Panggilan dari Ajeng tak dihiraukan Arini. Arini berjalan dengan memapah tubuh suaminya, air matanya kering membekas di pipi, memberikan luka dalam pada hatinya. Pandangan mata yang kosong tak mampu mengekspresikan kesedihan yang dialami Arini. Arini meletakan jasad sang suami pada tanah basah bekas hujan kemarin. Memasuki rumah dan keluar dengan selembar sprai serta sebuah pisau. Arini membungkus jasad Hanum dengan sprei yang ada. Menggali tanah dengan pisau yang ia bawa. Semua melihat tindakan Arini dan mengikuti tindakannya. Semua wanita di desa, membungkus jasad lelaki yang mereka cintai dan menggali kuburan untuk mereka dengan bahan dan alat seadanya.

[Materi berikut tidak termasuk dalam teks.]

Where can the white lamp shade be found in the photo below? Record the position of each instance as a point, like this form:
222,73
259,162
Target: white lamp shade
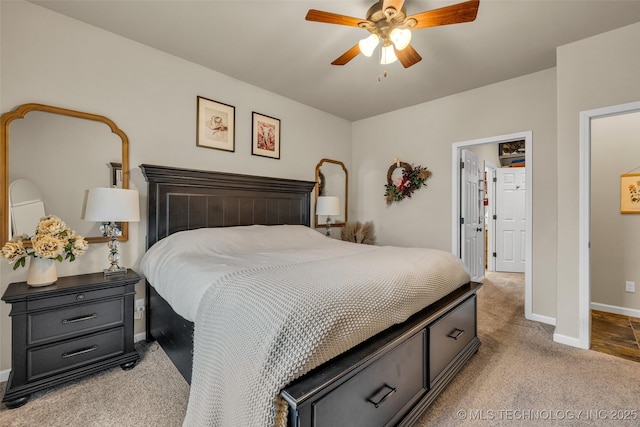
112,204
400,37
368,45
328,205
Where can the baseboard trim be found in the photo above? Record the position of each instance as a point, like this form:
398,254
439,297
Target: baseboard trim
543,319
567,340
615,309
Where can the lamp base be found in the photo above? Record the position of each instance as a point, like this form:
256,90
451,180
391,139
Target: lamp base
110,271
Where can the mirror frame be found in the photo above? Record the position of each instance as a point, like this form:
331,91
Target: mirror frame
346,192
19,113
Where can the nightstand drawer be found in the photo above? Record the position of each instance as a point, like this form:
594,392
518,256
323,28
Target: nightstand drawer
49,360
81,318
36,304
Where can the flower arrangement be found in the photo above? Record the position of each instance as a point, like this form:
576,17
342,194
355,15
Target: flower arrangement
412,179
634,192
52,240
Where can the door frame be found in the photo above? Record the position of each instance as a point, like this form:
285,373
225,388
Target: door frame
491,225
584,271
455,203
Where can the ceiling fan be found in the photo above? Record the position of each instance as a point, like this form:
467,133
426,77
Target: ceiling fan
389,25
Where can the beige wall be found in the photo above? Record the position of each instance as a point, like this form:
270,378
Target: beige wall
615,238
593,73
424,135
52,59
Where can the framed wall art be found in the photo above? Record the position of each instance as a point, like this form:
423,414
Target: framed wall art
266,136
216,125
630,193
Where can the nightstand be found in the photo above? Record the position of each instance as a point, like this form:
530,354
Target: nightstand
77,326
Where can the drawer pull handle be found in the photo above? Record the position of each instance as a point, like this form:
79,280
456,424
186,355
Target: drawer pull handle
79,352
79,319
455,334
377,400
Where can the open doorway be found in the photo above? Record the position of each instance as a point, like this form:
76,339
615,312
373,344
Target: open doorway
585,221
457,149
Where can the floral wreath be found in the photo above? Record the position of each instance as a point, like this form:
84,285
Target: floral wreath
412,179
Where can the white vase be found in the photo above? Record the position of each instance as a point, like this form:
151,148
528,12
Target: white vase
42,272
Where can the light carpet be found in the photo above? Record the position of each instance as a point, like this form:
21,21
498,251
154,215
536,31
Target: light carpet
518,377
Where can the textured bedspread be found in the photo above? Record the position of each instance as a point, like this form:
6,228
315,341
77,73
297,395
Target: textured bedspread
258,329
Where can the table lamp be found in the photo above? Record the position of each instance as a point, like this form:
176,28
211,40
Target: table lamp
108,206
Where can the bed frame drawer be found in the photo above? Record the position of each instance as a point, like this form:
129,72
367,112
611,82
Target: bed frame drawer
378,394
449,335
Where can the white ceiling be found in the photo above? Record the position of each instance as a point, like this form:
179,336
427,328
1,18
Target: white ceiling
269,44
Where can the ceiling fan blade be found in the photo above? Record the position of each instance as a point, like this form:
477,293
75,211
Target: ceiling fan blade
454,14
332,18
396,4
347,56
407,56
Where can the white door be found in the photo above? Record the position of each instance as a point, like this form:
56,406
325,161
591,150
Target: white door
472,209
490,213
510,219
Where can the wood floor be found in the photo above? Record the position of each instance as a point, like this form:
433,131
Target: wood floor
615,334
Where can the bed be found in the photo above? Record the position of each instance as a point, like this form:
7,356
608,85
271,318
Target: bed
272,339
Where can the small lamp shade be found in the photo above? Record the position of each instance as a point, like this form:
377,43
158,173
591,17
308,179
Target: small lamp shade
112,205
328,205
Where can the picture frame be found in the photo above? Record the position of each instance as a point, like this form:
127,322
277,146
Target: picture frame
630,193
216,125
265,136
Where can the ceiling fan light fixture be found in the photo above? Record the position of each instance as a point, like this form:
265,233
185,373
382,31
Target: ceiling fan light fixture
400,37
387,55
368,45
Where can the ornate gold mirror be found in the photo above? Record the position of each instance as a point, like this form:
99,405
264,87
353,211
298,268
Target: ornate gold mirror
63,153
332,179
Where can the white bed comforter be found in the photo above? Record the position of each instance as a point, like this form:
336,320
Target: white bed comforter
276,301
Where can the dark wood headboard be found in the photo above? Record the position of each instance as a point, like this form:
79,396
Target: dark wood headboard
185,199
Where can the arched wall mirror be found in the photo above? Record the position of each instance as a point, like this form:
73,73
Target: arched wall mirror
62,153
332,179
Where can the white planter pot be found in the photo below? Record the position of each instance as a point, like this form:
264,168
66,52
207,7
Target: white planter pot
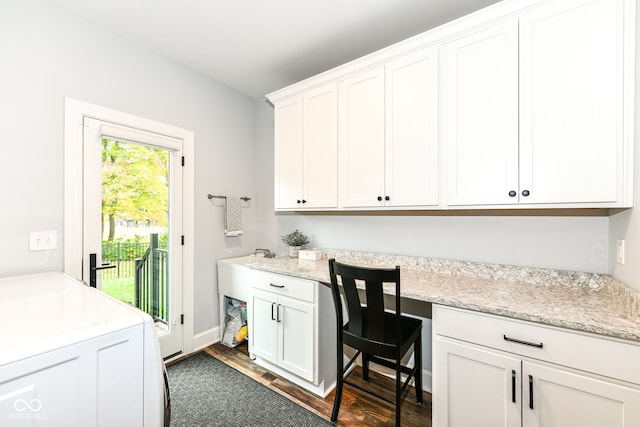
293,251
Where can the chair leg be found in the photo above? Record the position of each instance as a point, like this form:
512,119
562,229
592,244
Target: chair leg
417,352
398,390
339,381
336,401
365,366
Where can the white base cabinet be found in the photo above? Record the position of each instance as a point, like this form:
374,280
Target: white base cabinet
492,371
292,329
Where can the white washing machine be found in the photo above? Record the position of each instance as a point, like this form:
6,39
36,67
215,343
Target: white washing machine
73,356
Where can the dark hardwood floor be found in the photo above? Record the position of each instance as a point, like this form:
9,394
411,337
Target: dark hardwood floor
357,408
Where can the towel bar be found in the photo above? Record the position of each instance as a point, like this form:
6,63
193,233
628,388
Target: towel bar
211,196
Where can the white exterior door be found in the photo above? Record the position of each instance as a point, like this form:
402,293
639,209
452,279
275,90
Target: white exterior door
132,208
411,142
361,139
480,124
561,398
571,91
475,386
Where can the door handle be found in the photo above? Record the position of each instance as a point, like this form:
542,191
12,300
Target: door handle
93,268
517,341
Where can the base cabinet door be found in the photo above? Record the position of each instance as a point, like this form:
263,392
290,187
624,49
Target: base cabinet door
475,386
283,333
295,337
264,328
554,397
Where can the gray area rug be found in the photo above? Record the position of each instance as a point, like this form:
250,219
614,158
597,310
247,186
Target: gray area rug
206,392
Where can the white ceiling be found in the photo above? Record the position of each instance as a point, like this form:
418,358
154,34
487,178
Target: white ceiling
257,46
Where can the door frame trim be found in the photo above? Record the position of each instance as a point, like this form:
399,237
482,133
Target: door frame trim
75,110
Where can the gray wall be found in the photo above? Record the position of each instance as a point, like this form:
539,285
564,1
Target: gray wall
47,54
625,225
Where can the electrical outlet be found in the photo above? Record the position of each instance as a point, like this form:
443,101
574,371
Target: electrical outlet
43,240
620,252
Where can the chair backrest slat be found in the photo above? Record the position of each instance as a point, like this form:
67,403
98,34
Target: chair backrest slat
374,280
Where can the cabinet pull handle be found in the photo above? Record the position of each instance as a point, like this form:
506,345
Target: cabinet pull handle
517,341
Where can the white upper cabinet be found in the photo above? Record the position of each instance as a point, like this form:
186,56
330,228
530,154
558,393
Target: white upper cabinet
480,109
361,139
389,134
288,152
306,151
411,134
534,109
571,91
523,104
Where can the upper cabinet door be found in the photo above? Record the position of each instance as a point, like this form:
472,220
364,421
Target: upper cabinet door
288,160
361,139
411,143
571,91
321,147
480,123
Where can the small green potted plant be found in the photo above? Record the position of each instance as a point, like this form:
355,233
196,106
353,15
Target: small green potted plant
295,240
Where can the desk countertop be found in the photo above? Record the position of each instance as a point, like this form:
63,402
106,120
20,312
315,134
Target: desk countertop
580,301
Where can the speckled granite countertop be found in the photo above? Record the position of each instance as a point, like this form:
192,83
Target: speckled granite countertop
586,302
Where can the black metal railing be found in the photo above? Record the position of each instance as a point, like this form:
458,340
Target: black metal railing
152,281
123,256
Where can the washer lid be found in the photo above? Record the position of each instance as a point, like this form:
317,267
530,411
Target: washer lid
46,311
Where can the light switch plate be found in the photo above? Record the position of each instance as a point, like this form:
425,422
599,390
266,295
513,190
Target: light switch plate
620,252
43,240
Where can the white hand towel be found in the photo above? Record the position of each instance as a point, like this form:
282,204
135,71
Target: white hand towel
232,217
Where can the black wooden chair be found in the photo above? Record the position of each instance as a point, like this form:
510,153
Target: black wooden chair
381,336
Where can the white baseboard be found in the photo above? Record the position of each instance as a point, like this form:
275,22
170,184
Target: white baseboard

Kuburan untuk lelaki yang mereka cintai, kini sudah berdiri. Pemakaman untuk ayah sudah mereka lakukan. Kini di desa hanya tersisa para gadis, janda, dan anak yatim. Serta kenangan yang ada dengan kasih yang meninggalkan.
TAMAT
“Jangan asal menerima saja harus yakin dari hati. Baru itu yang dinamakan ikhlas,” -Hanum
Terinspirasi dari tragedi Rawa Gede di Karawang yang mengorbankan puluhan nyawa. Pembantaian yang di lakukan oleh Belanda hanya untuk mencari Lukas Si Tubuh Kecil Yang Bikin Repot.